4 – Dunque viviamo in un mondo estremamente complesso, dove però esiste un’enorme ricchezza di capacità inespresse e negate. Un mondo sempre più privo di un’idea propositiva di futuro, ma allo stesso tempo con una grande insopportabilità e insostenibilità del presente. E’ un mondo dove si intravedono schegge di possibilità qui e lì, embrioni di un altro modo di vivere che però paiono fragili e dispersi. Mentre il capitalismo come ordine sociale mostra sempre più le sue fragilità, all’orizzonte mancano altri modi credibili di organizzarsi e chi soffre trova rifugio all’interno di un privato sempre più oscuro ed inabitabile. Dunque di quale funzione politica abbiamo bisogno? Quale forza ricerchiamo noi che pensiamo che un altro mondo sia possibile e quanto mai necessario?

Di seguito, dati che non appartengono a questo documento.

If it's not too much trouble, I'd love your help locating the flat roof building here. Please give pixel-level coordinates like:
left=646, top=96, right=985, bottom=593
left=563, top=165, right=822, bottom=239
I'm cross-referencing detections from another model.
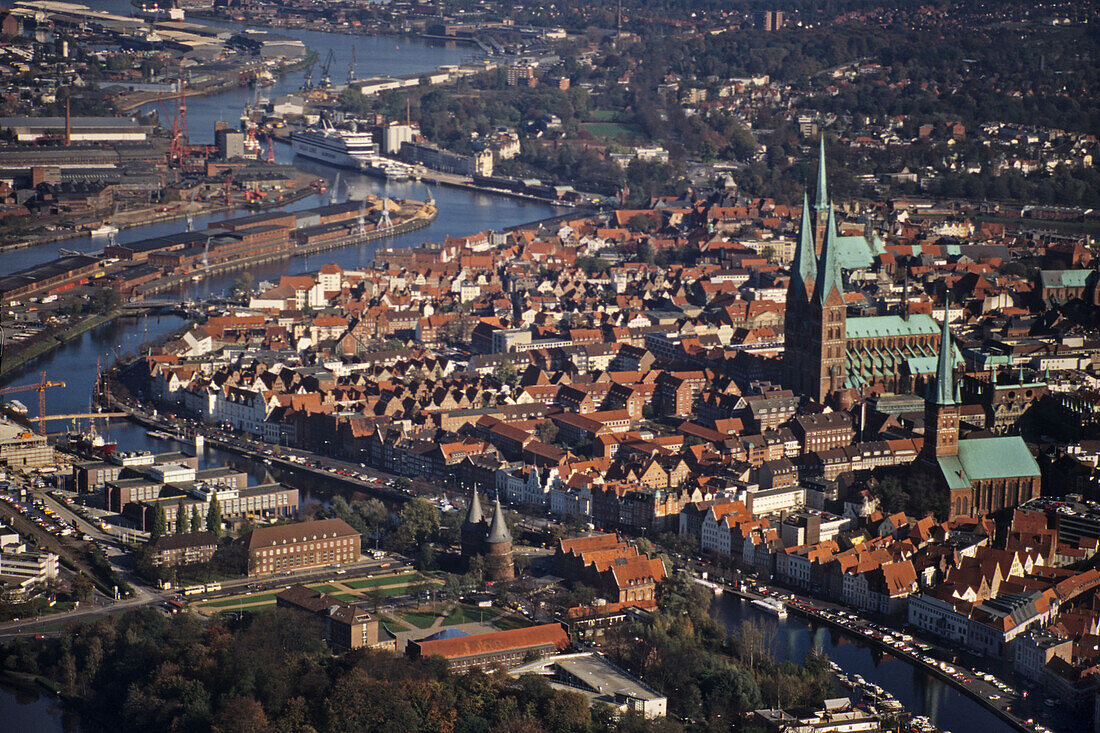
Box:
left=0, top=117, right=153, bottom=142
left=0, top=420, right=54, bottom=468
left=405, top=624, right=569, bottom=674
left=508, top=652, right=669, bottom=718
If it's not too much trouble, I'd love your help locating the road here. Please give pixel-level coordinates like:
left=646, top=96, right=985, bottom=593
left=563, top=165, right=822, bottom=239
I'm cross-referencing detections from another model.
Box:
left=0, top=557, right=413, bottom=641
left=699, top=579, right=1051, bottom=731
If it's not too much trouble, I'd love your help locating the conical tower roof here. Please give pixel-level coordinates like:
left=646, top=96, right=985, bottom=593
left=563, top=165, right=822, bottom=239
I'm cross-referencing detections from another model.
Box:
left=814, top=205, right=844, bottom=305
left=791, top=192, right=817, bottom=297
left=463, top=489, right=485, bottom=527
left=814, top=134, right=828, bottom=211
left=485, top=499, right=512, bottom=545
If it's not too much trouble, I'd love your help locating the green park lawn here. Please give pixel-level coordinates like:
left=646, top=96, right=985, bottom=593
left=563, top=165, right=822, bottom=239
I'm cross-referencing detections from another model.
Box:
left=344, top=572, right=419, bottom=590
left=201, top=593, right=275, bottom=609
left=400, top=611, right=436, bottom=628
left=581, top=122, right=641, bottom=138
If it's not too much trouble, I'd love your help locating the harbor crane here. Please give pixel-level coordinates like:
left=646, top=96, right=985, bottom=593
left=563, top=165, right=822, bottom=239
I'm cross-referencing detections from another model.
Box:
left=320, top=48, right=337, bottom=89
left=0, top=372, right=65, bottom=435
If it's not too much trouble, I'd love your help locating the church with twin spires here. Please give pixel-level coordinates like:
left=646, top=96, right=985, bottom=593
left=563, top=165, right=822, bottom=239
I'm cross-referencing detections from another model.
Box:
left=783, top=140, right=941, bottom=407
left=783, top=141, right=1041, bottom=518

Forse organizzarsi oggi vuol dire in primo luogo organizzare un processo di socializzazione di queste capacità in deficit di valorizzazione per costruire insieme orizzonti di vita credibili e più giusti rispondendo alle domande che il capitalismo lascia insolute per sua stessa natura. Vuol dire trovare i propri contro-istituti, le proprie forme di cooperazione per ricomporre questi saperi dispersi e negati e farne una forza in grado di affrontare la complessità del presente. Probabilmente abbiamo alleati ed alleate inaspettati da incontrare, molte strade da percorrere, abbiamo territori nuovi da esplorare e domande inedite da raccogliere, da farci, da fare. Abbiamo una insopprimibile domanda di futuro in attesa di essere colmata, organizziamoci per farlo!

Un buon 2023 a tutti i/le ribelli in cerca di un futuro!